I spent my entire winter training in the basement leaving the bike repair stand virtually useless. In the midst of Helheim, I had no need of a stand when I had the trainer. Now that the weather has eased up a bit, I've gotten outside more often. Still, more times than not, Mother Nature has taken it upon herself to remind me who's in charge by raining on my rides repeatedly. Now, the BIL's clairvoyance has made itself incredibly obvious. Rain begets grub and grime, which begets a broken bike. I don't want a broken bike. It's time to bust out the repair shop, only 6 months after the gift was received. 'Nothing like doing things in a timely manner,' I tell myself.
Of course, receiving this gift from Oklahoma, means that it arrives un-assembled. Which means that some assembly is required. The BIL absolutely refused to come back to NY with the intention of assembling it for me (I didn't actually ask him, but I'm pretty sure I know his answer). Which means that I had to do the work myself. I do hate work.
Here are the instructions on the left. These directions are perfect for visual learners. Just pictures and schematics. I had to make sense of these shots, with these parts on the right.
As you can see, the makers of Park Tools bike stuff expect me to build an entire bike repair rack in 4 steps. I was not sure that it could be achieved, but I was giving the PT people the benefit of the doubt. I settled in and got to work.
The great people at Park Tool also predict that a majority of their customers, myself included, are morons. Based on that data, PT takes no chances. They not only make sure to include directions that require zero literacy skills, but they also expect that you do not have the simplest tools. They want you to build your bike rack and have no excuses against it. Let's see how I did.
My creation even looks like the picture. I am 25% of the way finished, but I bet the more challenging steps are yet to come.
Now, take the straight pole and remove its top. Slide the feet thingy all the way down to the bottom and put the top back on. This didn't seem too hard. And, once again, I nailed it. Either the people at Park Tool underestimated my talent or I am a freak of mechanical nature. Before I get the ego in full swing, I'd better see what's up next.
Here, I took the 2 remaining straight poles and attached them with the nuts and washers. Casey the Newfoundland seems most unimpressed. What does he know?
Take the result from Part 1 and slam it down into the result from Part 3. Tighten the hex nuts. And then, [turning the page over and back], nothing. The instructions stop like a dead end street. That's all she wrote.
As I step back and look at the product, I think to myself, 'This looks exactly like the drawing on the front of the box!' I am an engineering master.
So, with my own 2 hands and 6 hours of labor, I turned this:
Now I am set for all of my garage repair needs. The BIL, knowing that I am a mental midget when it comes to mechanics, went so far as to include Park Tool's big blue book of bike maintenance. With the bike rack and bike book, I may cut down on my trips to the LBS to only once a month. I'm gonna miss those guys and gal.

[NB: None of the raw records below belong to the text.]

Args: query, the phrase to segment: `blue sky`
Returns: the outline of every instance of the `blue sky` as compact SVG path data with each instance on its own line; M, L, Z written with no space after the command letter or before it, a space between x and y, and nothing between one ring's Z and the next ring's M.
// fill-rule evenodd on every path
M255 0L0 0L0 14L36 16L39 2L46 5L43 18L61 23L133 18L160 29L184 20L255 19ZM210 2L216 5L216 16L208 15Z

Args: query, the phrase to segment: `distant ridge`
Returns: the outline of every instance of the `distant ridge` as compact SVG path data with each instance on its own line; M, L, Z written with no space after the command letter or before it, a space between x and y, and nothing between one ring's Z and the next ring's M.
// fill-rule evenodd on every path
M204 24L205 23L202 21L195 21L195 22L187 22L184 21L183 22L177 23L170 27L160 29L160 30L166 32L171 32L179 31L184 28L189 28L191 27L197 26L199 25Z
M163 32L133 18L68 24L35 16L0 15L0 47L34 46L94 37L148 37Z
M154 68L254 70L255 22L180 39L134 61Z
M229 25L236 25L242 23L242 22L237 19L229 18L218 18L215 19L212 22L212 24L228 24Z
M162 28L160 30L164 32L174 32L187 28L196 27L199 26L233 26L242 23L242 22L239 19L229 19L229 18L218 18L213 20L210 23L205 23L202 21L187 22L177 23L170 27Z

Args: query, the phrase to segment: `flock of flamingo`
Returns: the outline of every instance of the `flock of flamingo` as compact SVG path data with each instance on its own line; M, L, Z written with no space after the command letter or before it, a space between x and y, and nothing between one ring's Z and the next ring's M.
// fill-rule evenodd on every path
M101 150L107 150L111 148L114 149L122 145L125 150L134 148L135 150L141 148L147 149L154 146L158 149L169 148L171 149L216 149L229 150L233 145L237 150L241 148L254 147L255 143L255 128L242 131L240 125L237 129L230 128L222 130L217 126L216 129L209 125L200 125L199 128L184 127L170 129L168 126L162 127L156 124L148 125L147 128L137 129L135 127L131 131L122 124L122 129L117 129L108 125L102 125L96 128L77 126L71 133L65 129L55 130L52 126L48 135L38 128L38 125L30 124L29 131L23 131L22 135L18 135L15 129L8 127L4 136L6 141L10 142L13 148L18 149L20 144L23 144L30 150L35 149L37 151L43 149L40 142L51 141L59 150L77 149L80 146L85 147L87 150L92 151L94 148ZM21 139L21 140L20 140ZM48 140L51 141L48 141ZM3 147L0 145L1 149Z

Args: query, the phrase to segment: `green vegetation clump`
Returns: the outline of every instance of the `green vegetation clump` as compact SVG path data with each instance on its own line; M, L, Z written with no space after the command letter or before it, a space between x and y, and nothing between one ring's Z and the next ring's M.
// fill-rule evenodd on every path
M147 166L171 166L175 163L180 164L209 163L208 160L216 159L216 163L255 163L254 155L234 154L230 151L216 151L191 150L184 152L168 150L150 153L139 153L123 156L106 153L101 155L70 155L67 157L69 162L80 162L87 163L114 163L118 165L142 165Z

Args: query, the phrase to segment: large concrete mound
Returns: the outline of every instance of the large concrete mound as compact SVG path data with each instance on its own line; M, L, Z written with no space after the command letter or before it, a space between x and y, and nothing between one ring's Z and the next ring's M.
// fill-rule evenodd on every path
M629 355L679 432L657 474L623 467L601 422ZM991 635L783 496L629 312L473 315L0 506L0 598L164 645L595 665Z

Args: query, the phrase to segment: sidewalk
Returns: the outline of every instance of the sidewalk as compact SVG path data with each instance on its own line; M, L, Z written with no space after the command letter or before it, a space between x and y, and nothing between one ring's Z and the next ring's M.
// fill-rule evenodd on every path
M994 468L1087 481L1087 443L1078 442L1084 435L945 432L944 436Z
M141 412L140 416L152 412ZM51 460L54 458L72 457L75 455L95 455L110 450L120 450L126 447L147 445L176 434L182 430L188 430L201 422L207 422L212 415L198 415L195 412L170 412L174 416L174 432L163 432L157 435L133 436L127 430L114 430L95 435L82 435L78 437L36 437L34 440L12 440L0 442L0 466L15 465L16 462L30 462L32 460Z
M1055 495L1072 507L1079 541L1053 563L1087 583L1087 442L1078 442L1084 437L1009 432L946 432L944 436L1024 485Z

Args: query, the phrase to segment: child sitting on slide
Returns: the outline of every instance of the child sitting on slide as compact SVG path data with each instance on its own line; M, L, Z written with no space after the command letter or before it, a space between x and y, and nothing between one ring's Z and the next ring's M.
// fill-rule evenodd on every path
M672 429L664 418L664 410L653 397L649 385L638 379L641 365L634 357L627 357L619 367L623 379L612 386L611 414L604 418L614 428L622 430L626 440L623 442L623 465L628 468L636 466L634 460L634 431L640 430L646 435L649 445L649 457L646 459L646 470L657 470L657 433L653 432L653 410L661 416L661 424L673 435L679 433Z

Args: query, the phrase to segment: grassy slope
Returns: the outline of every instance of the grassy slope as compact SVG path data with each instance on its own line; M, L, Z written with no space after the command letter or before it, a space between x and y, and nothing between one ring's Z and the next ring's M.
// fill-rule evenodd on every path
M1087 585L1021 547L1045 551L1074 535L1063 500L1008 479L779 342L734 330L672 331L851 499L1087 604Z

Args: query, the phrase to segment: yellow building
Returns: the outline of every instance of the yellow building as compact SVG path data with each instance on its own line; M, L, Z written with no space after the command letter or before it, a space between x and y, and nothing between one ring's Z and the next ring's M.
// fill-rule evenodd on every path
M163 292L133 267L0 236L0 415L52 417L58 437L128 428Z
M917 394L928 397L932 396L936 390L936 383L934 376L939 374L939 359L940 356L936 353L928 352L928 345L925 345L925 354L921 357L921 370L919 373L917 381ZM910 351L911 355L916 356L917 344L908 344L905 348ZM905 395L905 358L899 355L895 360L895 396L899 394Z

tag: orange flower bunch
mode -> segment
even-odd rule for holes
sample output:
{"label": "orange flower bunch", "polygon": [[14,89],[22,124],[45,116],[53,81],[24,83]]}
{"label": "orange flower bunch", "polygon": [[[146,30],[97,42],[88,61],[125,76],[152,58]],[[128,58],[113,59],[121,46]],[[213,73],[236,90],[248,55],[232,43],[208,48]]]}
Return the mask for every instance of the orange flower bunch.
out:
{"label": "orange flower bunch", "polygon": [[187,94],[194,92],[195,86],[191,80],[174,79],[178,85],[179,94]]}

I admit that I am a bit freaked out at the end of this process. Not because I am having post-mechanical depression (you know, the kind that shows up at the culmination of a large project and you don't know what do do with yourself now that it's done). I am a bit worried because I don't know what to do with the un-used parts.
Are they extras or did I misread the instructions? Will this thing come apart on its own? Granted, it's just the free tools and a couple of washers, but this thing didn't have many parts to start with. Should my creation come crashing down, I doubt I would tell you. Pride and the ego will force me to act in a manner like nothing had happened. Deep down inside, I'll know the truth, and isn't that enough?